Students sometimes use speed to study for exams. Although able to increase energy and concentration, amphetamines have complex effects on cognitive processing and can actually cause deterioration of mental performance.
Sleep plays a vital role in consolidating memory, so lack of sleep can adversely affect learning and the ability to form new memories.
Stressful speech, or a tendency to speak in rapid speech patterns, can sometimes be a symptom of a mental health condition such as bipolar disorder or schizophrenia. However, it is also often associated with the use of certain drugs, including amphetamines.
Although amphetamine users generally believe that speed can improve their social and psychological functions, studies have shown that amphetamine accelerates speech at the expense of accuracy. Sometimes, people taking amphetamines may be socially annoying. They may chatter non-stop and cannot have a normal conversation because they cannot listen to others.
Mood swings and anxiety
The most compelling reason people take amphetamine may be the temporary high emotions they often experience. The other side of this kind of good mood is that depression often leads to an increase in “collapse” and depression, so if you are already depressed, amphetamine is not a good solution.

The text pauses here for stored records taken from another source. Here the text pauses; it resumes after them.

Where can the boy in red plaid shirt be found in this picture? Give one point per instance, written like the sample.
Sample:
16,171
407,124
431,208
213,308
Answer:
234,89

Taking amphetamine when you are in a bad mood may only make you irritable and/or anxious. Amphetamines sometimes cause chronic fatigue and paranoia or delusions.
Abuse of these drugs can also lead to amphetamine-induced psychosis, especially when they are abused for a long time or in large doses.
Prescription amphetamines usually come in the form of pills. Illegal amphetamines may also be powders, crystals or liquids. Abuse of amphetamines can include ingesting them in a variety of ways, including:
- Crush and snoring
- Dissolve in water and inject with a needle
- Smoking in a glass tube
According to the Substance Abuse and Mental Health Services Administration (SAMHSA), approximately 1 million people abuse prescription stimulants each year. Among them, nearly 370,000 people are between 12 and 17 years old.
When amphetamine is taken longer than expected or in higher doses, it increases the risk of addiction. Over time, your body may develop tolerance to the drug, which means you need a higher dose to achieve the same effect. It also increases the risk of dependence, which means that if you stop taking the drug, you may experience withdrawal symptoms.
Amphetamines can be addictive, but behavioral therapy can be used to help you quit smoking. Discuss your treatment options with your doctor.